É aqui que entra o cerebelo. Tudo o que diz respeito a manuseio voluntário do corpo, como os dedos e as mãos para pegar a caneta e resolver exercícios de matemática, precisa da ajuda desse órgão cerebral do aprendizado. Quando você pega a caneta e exercita o entendimento de matemática, você está também registrando o aprendizado nessa outra parte do cérebro, além do córtex. No córtex fica armazenado o entendimento, as lógicas da coisas, mas só o entendimento não lhe permite demonstrar o seu saber, o seu aprendizado. Em quase todos os casos é necessária a ajuda do cerebelo. Se você não transferiu, não armazenou o aprendizado no cerebelo, ele não vai conseguir demonstrar o que o córtex supõe saber. É por isso que você, que se considera um gênio para entender qualquer coisa (e você realmente o é), quando chega na prova de matemática você fracassa. Fracassa por que não fez o ciclo completo da aprendizagem: precisou da ajuda do cerebelo, mas o cerebelo não ajudou porque você não o ensinou.

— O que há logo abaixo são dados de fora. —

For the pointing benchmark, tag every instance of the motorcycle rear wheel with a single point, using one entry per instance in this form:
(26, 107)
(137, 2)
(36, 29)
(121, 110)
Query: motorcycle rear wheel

E isso acontece não apenas em matemática. Os seus colegas que são bons de geografia e história (duas áreas da ciência muito mais complexas do que matemática, por isso quase sempre só são ensinadas na universidade) só são bons porque exercitam os entendimentos, as lógicas aprendidas, pouco tempo depois de obterem esses entendimentos. Se o cara é bom de geografia, é porque ele, depois do entendimento auferido, vai procurar alguma forma de constatar, praticar, confirmar, demonstrar, enfim, manusear aquele entendimento. É porque gosta de Geografia (na verdade, gostamos de tudo aquilo que de fato aprendemos), de vez em quando ele vai voltar àquelas antigas coisas aprendidas e reexercitar. Cada vez que ele reexercita ele reescreve no córtex e no cerebelo o mesmo aprendizado. Dessa forma ele não deixa que o que está ali armazenado crie poeira, fique nublado, vago, impreciso.
Nadar precisa muito do cerebelo, assim como administrar. Não é possível aprender a nadar em sala de aula, com quadro negro e pincel atômico. Muito menos administrar. Também não é possível fazer ciência, falar, ler e escrever sem exercitar. Aliás, quase tudo na vida é mais repetição, exercício, demonstração, enfim, prática, do que entendimento. Muitas vezes há apenas um entendimento do funcionamento das coisas, apenas uma lógica, mas praticamente infinitas demonstrações. É por isso que é preciso exercitar para que, de fato, aprendamos. E não há prática sem o uso de técnica.
Em termos de aprendizagem, o recomendado seria que os ensinamentos durarssem poucos minutos, tais como 15 a 20, no máximo, ou durasse o tempo que o instrutor precisasse para ensinar a lógica da coisa que ele quer ensinar. Se o indivíduo quer aprender sozinho, esse tempo também deve ser curto. Logo em seguida, deve-se investir um tempo maior em exercitação do entendimento, do aprendizado. Se levo 15 minutos para entender a lógica, exercitar por 30 minutos (o dobro) logo em seguida faz um adequado registro no hipocampo para que, depois seja transferido o entendimento para o córtex e os movimentos motores reforçadores do entendimento para o cerebelo. É assim que se aprende.
Daniel Silva é PhD, professor e pesquisador do Instituto Federal do Amazonas (IFAM) e escreve no ac24horas todas às sextas-feiras.